The Bank of Uganda (BoU) has issued a stern public warning against the misuse of Uganda Shilling banknotes, specifically targeting the growing trend of turning cash into decorative floral bouquets, money cakes as gift arrangements during celebrations.

In a statement released on 6th February 2026, at its headquarters in Kampala, the Central Bank cautioned florists, event designers, gifting stylists, and the general public against using brand-new banknotes that are glued, taped, stapled, pinned together or otherwise altered for decorative purposes.

“The public has been cautioned against any practice that mutilates, defaces, or compromises the integrity of Uganda Shilling currency,” the Bank stated.

The Bank of Uganda explained that such practices significantly damage banknotes, rendering them unfit for circulation and mechanical processing.

“This practice destroys the utility of banknotes, making them unusable in cash-processing and distribution equipment such as cash-counting machines and ATMs,” the statement noted.

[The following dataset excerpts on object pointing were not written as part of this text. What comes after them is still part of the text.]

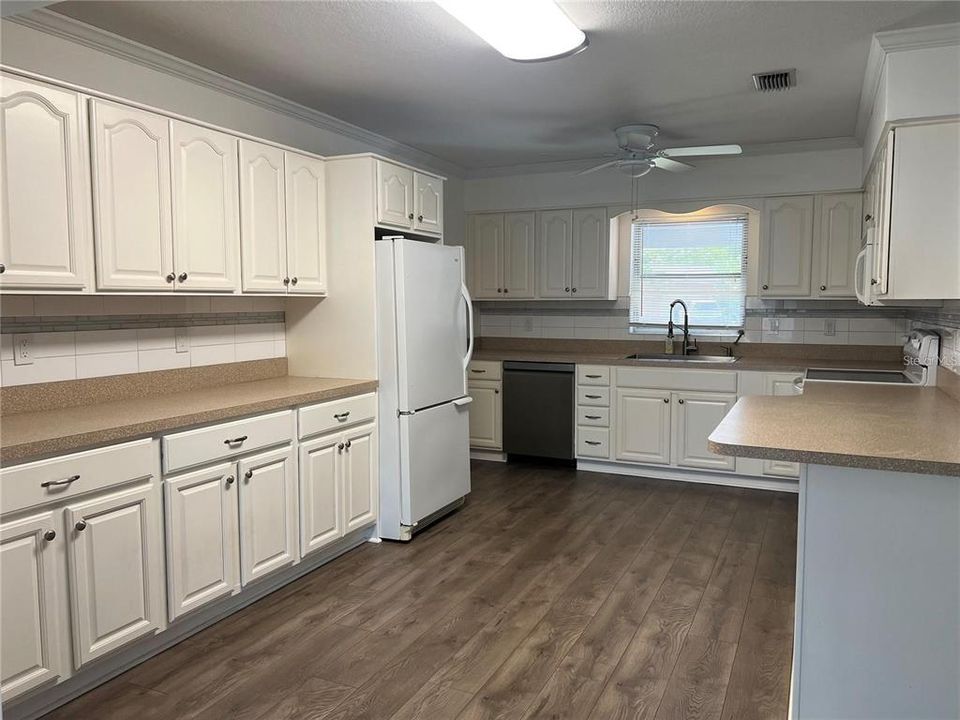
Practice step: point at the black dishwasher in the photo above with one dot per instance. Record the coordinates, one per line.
(538, 401)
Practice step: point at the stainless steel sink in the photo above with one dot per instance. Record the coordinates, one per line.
(680, 359)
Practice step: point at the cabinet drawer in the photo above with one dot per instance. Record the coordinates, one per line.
(71, 475)
(212, 443)
(590, 395)
(329, 416)
(593, 442)
(677, 379)
(596, 416)
(484, 370)
(593, 375)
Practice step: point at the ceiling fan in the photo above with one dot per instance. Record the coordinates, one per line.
(639, 156)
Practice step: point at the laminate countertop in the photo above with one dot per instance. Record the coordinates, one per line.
(881, 427)
(756, 363)
(30, 435)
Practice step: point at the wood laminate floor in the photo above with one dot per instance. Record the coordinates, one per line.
(552, 594)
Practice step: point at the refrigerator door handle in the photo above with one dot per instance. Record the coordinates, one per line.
(466, 298)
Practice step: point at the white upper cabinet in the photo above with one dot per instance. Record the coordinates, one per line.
(555, 243)
(206, 208)
(486, 255)
(131, 183)
(30, 585)
(306, 224)
(394, 195)
(263, 230)
(428, 204)
(786, 247)
(409, 199)
(837, 242)
(591, 244)
(44, 188)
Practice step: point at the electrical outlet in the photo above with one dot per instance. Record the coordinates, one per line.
(181, 340)
(23, 349)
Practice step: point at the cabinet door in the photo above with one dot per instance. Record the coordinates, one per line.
(838, 243)
(44, 192)
(203, 544)
(696, 415)
(359, 478)
(428, 204)
(30, 631)
(394, 195)
(591, 253)
(519, 256)
(131, 189)
(306, 224)
(486, 253)
(555, 242)
(643, 426)
(268, 513)
(321, 512)
(486, 415)
(263, 227)
(116, 572)
(206, 209)
(786, 246)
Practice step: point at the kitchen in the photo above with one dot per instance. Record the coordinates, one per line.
(474, 401)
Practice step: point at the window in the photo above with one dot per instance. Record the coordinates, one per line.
(700, 261)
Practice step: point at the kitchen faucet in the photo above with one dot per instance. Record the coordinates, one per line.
(686, 348)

BoU further warned that the trend carries a direct economic cost, as damaged notes must be withdrawn from circulation earlier than expected.

“It leads to premature withdrawal and replacement of banknotes at an avoidable cost to the public,” the Bank added.

While clarifying that it does not object to the giving of cash gifts, the Central Bank emphasized that such gifts must respect the intended function of currency.

“Cash gifts should conform to the normal use of currency to facilitate payment transactions, in order to preserve the Uganda Shilling’s role as a medium of exchange and a store of value,” the statement said.

Uganda’s action aligns with similar measures adopted by two neighboring countries. In the same week, the Central Bank of Kenya and the National Bank of Rwanda released parallel warnings, pointing to banknote damage and the costly early replacement of currency.

Both institutions also reminded the public that national laws penalize the defacement of currency.

The Bank of Uganda advised members of the public seeking clarification to contact its Director of Communications, reaffirming its commitment to curbing the trend and safeguarding the functional integrity of the national currency.

The warning serves as a reminder that while creative gifting trends may be popular, the protection of national currency remains a shared responsibility, and key to ensuring its durability, usability, and economic value.